QA Testing Checklist

Pull the Jira/Linear ticket and read the acceptance criteria line by line with the PM and the implementing engineer. Flag ambiguous wording ("the system should be fast") and pin down concrete expected behavior before any test design begins. Vague AC is the most common reason QA finds defects late.

For each user story, list boundary inputs, invalid inputs, concurrent-user scenarios, and failure modes (network drop, expired session, partial write). Edge cases the PM didn't write down are the ones customers will hit.

Lock the supported browser/OS/device matrix for this release — typically last two versions of Chrome, Safari, Firefox, Edge, plus iOS Safari and Android Chrome. Note any WCAG 2.1 AA accessibility requirements if the feature is in a public-sector or EU-Accessibility-Act path.
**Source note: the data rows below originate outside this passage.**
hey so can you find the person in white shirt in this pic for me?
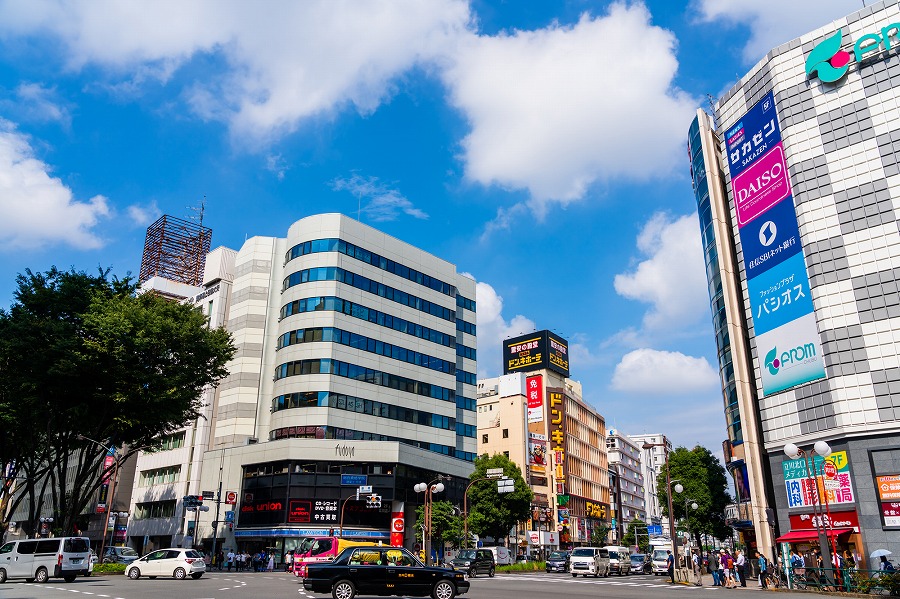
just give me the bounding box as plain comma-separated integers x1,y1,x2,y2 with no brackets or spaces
692,551,703,586
226,550,235,572
736,550,747,587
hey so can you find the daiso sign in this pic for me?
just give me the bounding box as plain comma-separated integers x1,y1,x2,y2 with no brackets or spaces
732,142,791,227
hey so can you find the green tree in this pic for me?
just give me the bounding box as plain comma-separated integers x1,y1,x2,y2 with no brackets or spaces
623,517,651,553
656,445,733,550
415,500,464,556
0,267,235,536
591,521,611,546
467,454,532,544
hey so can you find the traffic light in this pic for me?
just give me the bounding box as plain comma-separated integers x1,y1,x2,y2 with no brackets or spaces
183,495,204,509
366,494,382,508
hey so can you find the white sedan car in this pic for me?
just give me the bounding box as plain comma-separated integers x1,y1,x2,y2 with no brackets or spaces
126,548,206,580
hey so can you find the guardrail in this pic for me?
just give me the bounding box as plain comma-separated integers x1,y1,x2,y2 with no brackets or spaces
774,566,900,594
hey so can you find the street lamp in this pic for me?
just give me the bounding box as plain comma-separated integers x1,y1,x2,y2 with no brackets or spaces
415,476,447,566
673,484,698,552
783,440,838,587
77,434,119,560
642,438,679,573
37,516,54,538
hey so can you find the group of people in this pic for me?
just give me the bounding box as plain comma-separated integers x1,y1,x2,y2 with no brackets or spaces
209,549,277,572
666,547,772,589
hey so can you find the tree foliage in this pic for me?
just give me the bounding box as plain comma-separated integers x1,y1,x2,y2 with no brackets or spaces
466,454,533,543
415,500,463,552
0,267,235,536
623,517,651,553
591,522,611,546
656,445,733,546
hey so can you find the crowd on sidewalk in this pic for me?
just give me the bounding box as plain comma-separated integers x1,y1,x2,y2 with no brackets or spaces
207,549,278,572
667,547,773,589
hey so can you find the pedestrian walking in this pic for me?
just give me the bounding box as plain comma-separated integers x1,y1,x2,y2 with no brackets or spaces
267,552,275,572
722,550,735,588
667,550,675,583
736,549,747,587
711,552,721,586
217,550,224,571
692,550,703,586
226,549,235,572
756,551,768,589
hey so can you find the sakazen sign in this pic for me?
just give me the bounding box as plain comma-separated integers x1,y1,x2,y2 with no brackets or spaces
806,22,900,83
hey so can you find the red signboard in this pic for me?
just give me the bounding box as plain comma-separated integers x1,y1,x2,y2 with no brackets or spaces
288,500,312,523
789,510,859,531
101,456,115,484
526,375,543,423
823,461,837,480
225,491,237,504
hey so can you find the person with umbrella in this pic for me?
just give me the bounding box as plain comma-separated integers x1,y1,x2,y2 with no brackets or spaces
871,550,894,574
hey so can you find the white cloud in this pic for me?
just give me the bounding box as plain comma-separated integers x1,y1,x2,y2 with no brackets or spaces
0,120,109,249
126,201,161,226
332,174,428,222
442,3,698,212
613,212,708,333
0,0,471,146
265,154,289,181
472,279,536,378
611,348,718,394
12,83,70,126
695,0,856,64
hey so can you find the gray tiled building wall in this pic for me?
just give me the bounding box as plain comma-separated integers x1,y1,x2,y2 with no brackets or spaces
714,0,900,553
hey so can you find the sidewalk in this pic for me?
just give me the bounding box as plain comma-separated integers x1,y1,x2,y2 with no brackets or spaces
671,571,766,589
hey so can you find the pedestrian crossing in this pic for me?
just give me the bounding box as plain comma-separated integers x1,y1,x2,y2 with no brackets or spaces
480,573,695,590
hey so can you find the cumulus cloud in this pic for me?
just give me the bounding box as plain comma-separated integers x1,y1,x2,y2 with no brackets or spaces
332,174,427,222
442,3,698,212
473,279,536,378
0,0,471,146
613,212,708,333
265,154,289,181
7,83,71,126
0,120,109,249
695,0,856,64
126,201,161,226
611,348,718,394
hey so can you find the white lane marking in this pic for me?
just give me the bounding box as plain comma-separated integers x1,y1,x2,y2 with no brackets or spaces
81,592,94,595
219,588,231,591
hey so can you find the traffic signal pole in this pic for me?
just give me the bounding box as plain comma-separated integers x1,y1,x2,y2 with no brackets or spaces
211,481,223,561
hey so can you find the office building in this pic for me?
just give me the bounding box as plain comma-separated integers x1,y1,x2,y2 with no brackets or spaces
477,330,610,550
688,0,900,562
606,429,646,540
131,213,478,558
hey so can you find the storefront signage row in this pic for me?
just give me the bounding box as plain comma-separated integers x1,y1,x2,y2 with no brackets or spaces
789,510,859,531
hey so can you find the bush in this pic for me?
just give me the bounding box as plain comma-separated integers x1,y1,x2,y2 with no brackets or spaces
498,561,546,572
92,563,127,575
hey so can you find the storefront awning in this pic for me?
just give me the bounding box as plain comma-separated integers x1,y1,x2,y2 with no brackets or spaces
775,528,853,543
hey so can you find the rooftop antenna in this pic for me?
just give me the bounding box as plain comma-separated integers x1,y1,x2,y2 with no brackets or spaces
188,195,207,228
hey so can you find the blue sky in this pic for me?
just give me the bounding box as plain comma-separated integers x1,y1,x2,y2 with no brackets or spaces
0,0,861,455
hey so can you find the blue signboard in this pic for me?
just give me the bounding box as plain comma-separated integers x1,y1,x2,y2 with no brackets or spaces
341,474,368,486
746,253,816,336
738,196,802,279
225,511,234,523
725,91,781,179
647,525,663,536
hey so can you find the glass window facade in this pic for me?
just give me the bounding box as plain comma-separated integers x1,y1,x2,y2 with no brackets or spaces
269,425,474,461
274,358,455,402
285,238,458,297
271,390,460,432
689,116,743,445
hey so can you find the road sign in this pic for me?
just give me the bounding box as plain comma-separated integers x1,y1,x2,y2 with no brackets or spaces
225,491,237,504
358,485,373,493
497,478,515,494
225,511,235,523
486,468,504,479
202,490,215,499
342,474,368,486
647,525,663,536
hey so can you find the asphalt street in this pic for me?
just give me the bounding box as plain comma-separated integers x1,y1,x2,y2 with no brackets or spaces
0,571,815,599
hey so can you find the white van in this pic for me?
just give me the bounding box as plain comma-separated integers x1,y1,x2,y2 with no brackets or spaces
569,546,610,578
487,546,513,565
0,537,91,583
605,545,631,576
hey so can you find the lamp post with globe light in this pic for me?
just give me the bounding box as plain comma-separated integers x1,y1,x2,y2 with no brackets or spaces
414,476,448,566
783,440,838,587
642,438,680,572
673,484,698,555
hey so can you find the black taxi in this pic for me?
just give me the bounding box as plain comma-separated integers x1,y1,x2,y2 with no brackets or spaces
303,545,469,599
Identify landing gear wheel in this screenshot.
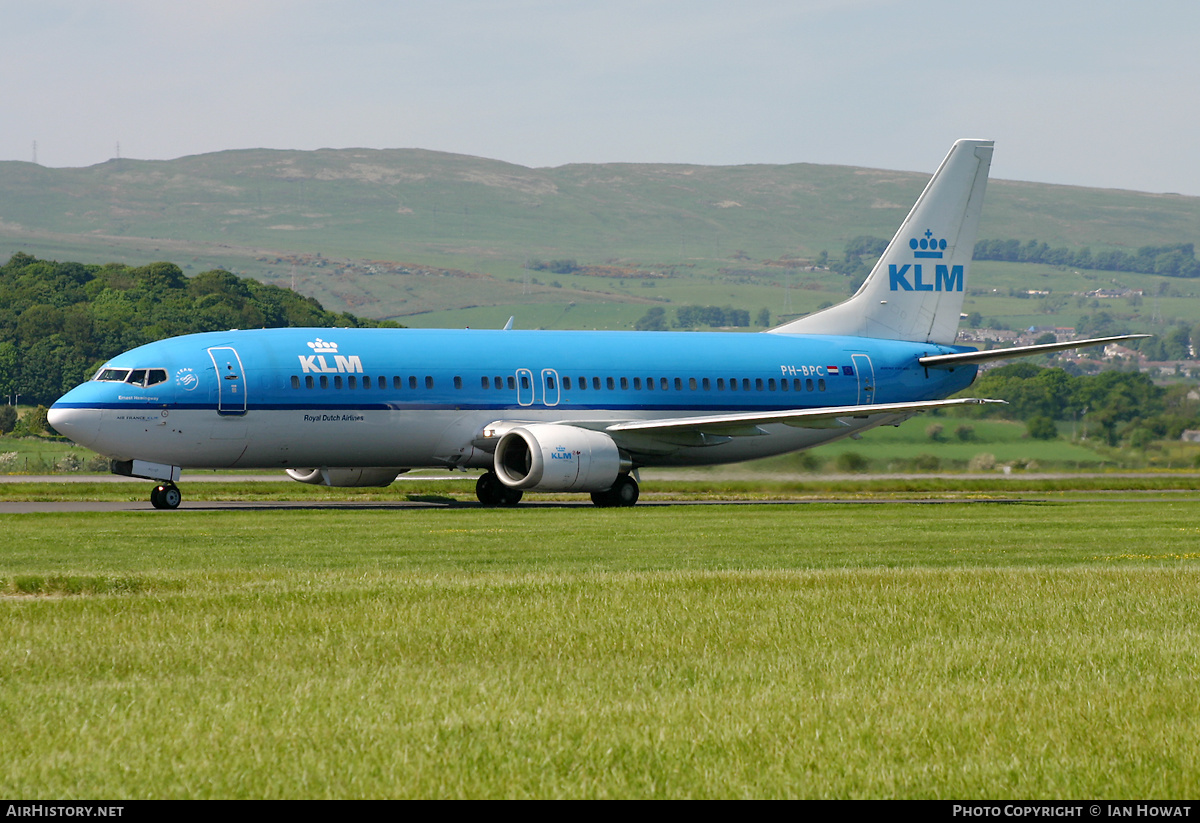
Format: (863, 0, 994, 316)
(476, 471, 523, 507)
(151, 483, 182, 510)
(591, 474, 639, 508)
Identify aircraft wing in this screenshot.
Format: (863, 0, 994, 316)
(602, 397, 1005, 439)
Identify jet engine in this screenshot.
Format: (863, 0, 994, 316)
(493, 424, 629, 491)
(285, 467, 406, 487)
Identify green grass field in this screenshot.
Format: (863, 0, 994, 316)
(3, 498, 1199, 798)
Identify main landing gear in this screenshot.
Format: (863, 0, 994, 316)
(472, 470, 638, 508)
(475, 471, 524, 507)
(474, 471, 640, 507)
(590, 474, 639, 508)
(150, 482, 182, 510)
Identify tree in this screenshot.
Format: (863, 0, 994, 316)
(634, 306, 668, 331)
(0, 405, 15, 434)
(24, 404, 49, 436)
(1026, 415, 1058, 440)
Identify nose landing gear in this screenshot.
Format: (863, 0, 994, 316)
(150, 483, 182, 509)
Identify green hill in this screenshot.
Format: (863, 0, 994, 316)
(3, 148, 1200, 330)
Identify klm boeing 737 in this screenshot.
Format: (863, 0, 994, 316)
(47, 140, 1143, 508)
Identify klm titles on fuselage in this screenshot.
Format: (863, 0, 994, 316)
(889, 230, 963, 292)
(299, 338, 362, 374)
(298, 354, 363, 374)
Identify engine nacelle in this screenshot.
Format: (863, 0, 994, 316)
(493, 424, 627, 492)
(285, 467, 405, 487)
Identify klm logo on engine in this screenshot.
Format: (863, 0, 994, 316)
(550, 446, 575, 461)
(298, 338, 363, 374)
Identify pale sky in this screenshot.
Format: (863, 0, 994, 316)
(4, 0, 1199, 194)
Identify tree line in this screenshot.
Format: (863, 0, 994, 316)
(0, 253, 398, 407)
(974, 239, 1200, 278)
(958, 362, 1197, 448)
(634, 305, 759, 330)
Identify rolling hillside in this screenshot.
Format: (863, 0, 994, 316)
(3, 148, 1200, 330)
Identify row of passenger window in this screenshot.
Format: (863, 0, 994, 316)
(515, 375, 827, 393)
(291, 374, 434, 390)
(290, 373, 827, 392)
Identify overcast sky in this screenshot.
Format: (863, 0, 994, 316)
(4, 1, 1199, 195)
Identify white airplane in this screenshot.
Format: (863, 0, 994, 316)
(48, 140, 1144, 508)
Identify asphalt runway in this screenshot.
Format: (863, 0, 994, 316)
(2, 472, 1196, 513)
(3, 494, 1194, 514)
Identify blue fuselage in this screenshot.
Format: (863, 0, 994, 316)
(49, 327, 978, 470)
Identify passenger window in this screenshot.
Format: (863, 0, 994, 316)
(394, 376, 402, 390)
(507, 376, 516, 390)
(702, 378, 710, 391)
(563, 376, 572, 390)
(306, 376, 314, 389)
(607, 377, 615, 390)
(363, 376, 371, 389)
(481, 376, 490, 389)
(620, 377, 629, 390)
(806, 378, 814, 391)
(818, 378, 826, 391)
(520, 375, 530, 390)
(320, 376, 329, 389)
(743, 379, 751, 391)
(633, 377, 641, 390)
(660, 377, 669, 391)
(291, 375, 300, 389)
(334, 376, 343, 390)
(674, 378, 682, 391)
(454, 376, 462, 389)
(425, 376, 434, 389)
(593, 377, 601, 390)
(409, 376, 417, 390)
(347, 376, 356, 389)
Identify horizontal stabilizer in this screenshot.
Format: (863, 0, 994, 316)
(919, 334, 1151, 368)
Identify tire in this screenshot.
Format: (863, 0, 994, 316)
(591, 475, 639, 508)
(477, 472, 523, 507)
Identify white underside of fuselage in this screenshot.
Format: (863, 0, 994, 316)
(61, 405, 906, 471)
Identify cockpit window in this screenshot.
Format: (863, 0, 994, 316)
(94, 367, 168, 387)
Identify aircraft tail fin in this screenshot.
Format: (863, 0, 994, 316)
(768, 139, 994, 345)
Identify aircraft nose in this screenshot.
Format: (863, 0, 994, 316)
(47, 403, 101, 446)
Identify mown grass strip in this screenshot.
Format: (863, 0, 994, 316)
(2, 502, 1198, 798)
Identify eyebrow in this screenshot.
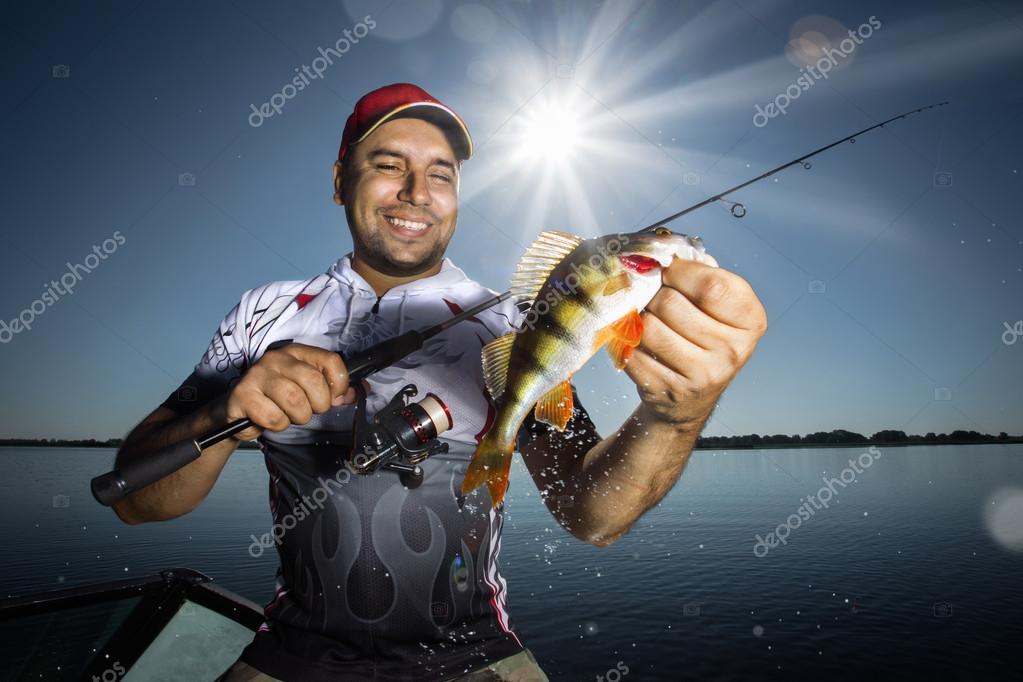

Review the diff and impacted modules. Touching auth, billing, or shared API contracts is High risk and triggers full regression. Isolated UI copy change is Low. Pick the level honestly — High pulls in the full regression suite step later in this checklist.

Document scope, in/out, entry and exit criteria, environments, and the responsible tester per area. Link the AC ticket and the design doc. The plan is the artifact auditors ask for during SOC 2 change-management evidence collection.

One test case per acceptance criterion plus edge cases identified earlier. Each case has preconditions, steps, expected result, and traceability back to the user story. Skip the temptation to write "verify it works" — that's not a test case.

Stable, high-value, repeated paths get automated; one-off exploratory checks stay manual. Avoid automating flaky areas (third-party iframes, animation-heavy flows) — they become noise in CI and trigger "just rerun it" culture.

Build seed fixtures for happy-path users, edge-case accounts (expired trial, suspended, multi-tenant admin), and anonymized production-shaped data. Never copy raw production PII into staging — GDPR and HIPAA both prohibit it; use a masking script.

Trigger the GitHub Actions or Buildkite pipeline that builds the RC tag (e.g., v2024.45.0-rc.1) and deploys it to staging. Confirm the deployed sha matches the release branch head; mismatched shas cause hours of "why doesn't this fix appear?" debugging.

Apply migrations against staging and watch for long locks or backfill blocks — the same operation will happen in prod next week. Load seed fixtures from the prior step.

Confirm in LaunchDarkly or Statsig that the flag default in staging matches the planned production rollout state (off, beta-only, or 100%). Flag misconfiguration is a top cause of "the feature works in staging but not for the customer" tickets.

Trigger the Playwright/Cypress suite against staging. Investigate every failure — do not retry-until-green. Flaky tests get tagged and filed, not silently ignored.

Walk through each test case in TestRail/Xray and mark pass/fail with the exact build sha. Attach screenshots or screen recordings on failure — "button broken" without artifacts is uninvestigable an hour later.

Use BrowserStack or Sauce Labs for the matrix locked in requirements review. iOS Safari and Android Chrome remain the most common source of "works on my machine" defects.

Triggered when regression risk was scored High in requirements review. Run the full automated regression pack and re-execute manual smoke for billing, auth, and shared APIs. Skipping this on a High-risk diff is how a one-line change ships an outage.

Time-box a 60–90 minute session-based exploratory test. Charter it ("explore the multi-tenant admin permission surface"), keep notes, file anything surprising. Scripted tests find what you thought to write; exploratory finds what you didn't.

Each defect ticket includes build sha, environment, browser/OS, exact steps, expected vs. actual, and severity. Link console errors and Sentry events. Tickets without repro steps bounce back to QA — write them once, properly.

Walk the defect list with the engineering lead and PM. Classify each as release-blocker, fix-in-patch, or backlog. SEV1/SEV2 in customer-facing paths are blockers; cosmetic copy issues are not.

For each fixed defect, retest against the new RC sha and mark verified in TestRail. Common gotcha: the fix lands on main but the RC branch wasn't updated — confirm the sha actually contains the fix before retesting.

QA lead records the decision against the exact sha tested. "Approved with known issues" requires the issues listed and PM acknowledgment. "Blocked" sends the release back to engineering and pauses the deploy window. This record is SOC 2 change-management evidence — keep it.